En quête d’explications
Si les syndicats français imputent principalement cette vague de suicides aux multiples réorganisations de France Télécom et à la pression qu'y subissent les travailleurs, l'absence de concertation avec les employés et le manque d'opportunités de recyclage et/ou d'accompagnement sont également pointés du doigt. Les dirigeants de l’entreprise française ont depuis lors annoncé la mise en place de différentes mesures afin de mettre un terme à l’escalade (voir encadré 1).
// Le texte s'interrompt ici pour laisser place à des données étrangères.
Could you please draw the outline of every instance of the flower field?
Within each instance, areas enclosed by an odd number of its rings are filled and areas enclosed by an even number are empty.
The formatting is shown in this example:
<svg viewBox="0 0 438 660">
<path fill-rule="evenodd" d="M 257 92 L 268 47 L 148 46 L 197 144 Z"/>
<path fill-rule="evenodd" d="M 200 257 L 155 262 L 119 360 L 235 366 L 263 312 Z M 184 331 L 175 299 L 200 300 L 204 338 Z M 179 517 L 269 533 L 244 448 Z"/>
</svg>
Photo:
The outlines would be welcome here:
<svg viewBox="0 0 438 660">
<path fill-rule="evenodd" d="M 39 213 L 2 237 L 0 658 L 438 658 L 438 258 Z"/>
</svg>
Encadré 1: Mesures adoptées par France Télécom
- renforcement du personnel afin de réduire la pression au travail
- mise en place d’un numéro vert pour les employés qui souhaitent poser des questions ou obtenir un soutien
- détection des signes de faiblesse psychologique chez les employés

Facteurs de risque
Différents motifs, souvent personnels, peuvent pousser les individus à mettre fin à leurs jours. En règle générale, plusieurs facteurs et raisons se combinent, parmi lesquels des facteurs purement professionnels. Bien souvent, ces mêmes facteurs interviennent également dans la spirale de la dépression.
La revue britannique Hazards a dressé un aperçu des principaux facteurs de risque (1). Cette étude démontre que le stress, qui affecte un nombre toujours croissant de travailleurs, figure en bonne place. Lorsqu’un travailleur a le sentiment de ne plus avoir d’emprise sur sa propre vie et de ne vivre que par et pour son travail, le risque de dépression augmente considérablement.
L’exposition à la violence ou aux agressions dans le cadre du travail, la pression, l’insécurité de l’emploi, le burnout, l’insatisfaction professionnelle et l’exposition aux produits dangereux font également partie des facteurs de risque les plus fréquemment cités.
Le lien entre restructurations, licenciements et dépressions a aussi été démontré. Lorsque la crise économique a éclaté fin 2008, d’aucuns se sont demandés si celle-ci aurait un impact sur l’évolution du taux de suicide. Jusqu’à présent, rien n'indique que ce soit le cas.
En revanche, l’accès à d'éventuels "facilitateurs" peut jouer un rôle prépondérant. Ainsi, un médecin dépressif aura tendance à puiser dans son stock de médicaments, un agent de police à tourner son arme contre lui, un agriculteur à utiliser ses pesticides, etc.

L’effet Werther
Dans le cas de la vague de suicide qui a frappé France Télécom, il semble que l’effet Werther ait joué un rôle de premier plan. Les études montrent en effet que la publicité qui entoure un suicide réussi a pour effet de rabaisser le "seuil de tolérance" à partir duquel les autres
franchissent le pas, créant ainsi un phénomène d’entraînement qu'il est difficile de combattre.

Quelle prévention?
Le suicide est une problématique particulièrement complexe. Chaque individu réagissant à sa manière, il n’est pas toujours évident de déceler des pensées suicidaires chez telle ou telle personne. Toutefois, différentes mesures s’offrent aux entreprises qui souhaitent réduire les risques. Les cadres ont notamment la possibilité de suivre une formation leur permettant de détecter les premiers signes de dépression. Les entreprises peuvent également prévoir un système d’écoute, de soutien et d’accompagnement des travailleurs en période de restructuration. Enfin, la réduction des risques passe également par la limitation de l’accès aux facilitateurs, en obligeant par exemple les agents de police à laisser leur arme de service au commissariat en dehors des heures de travail.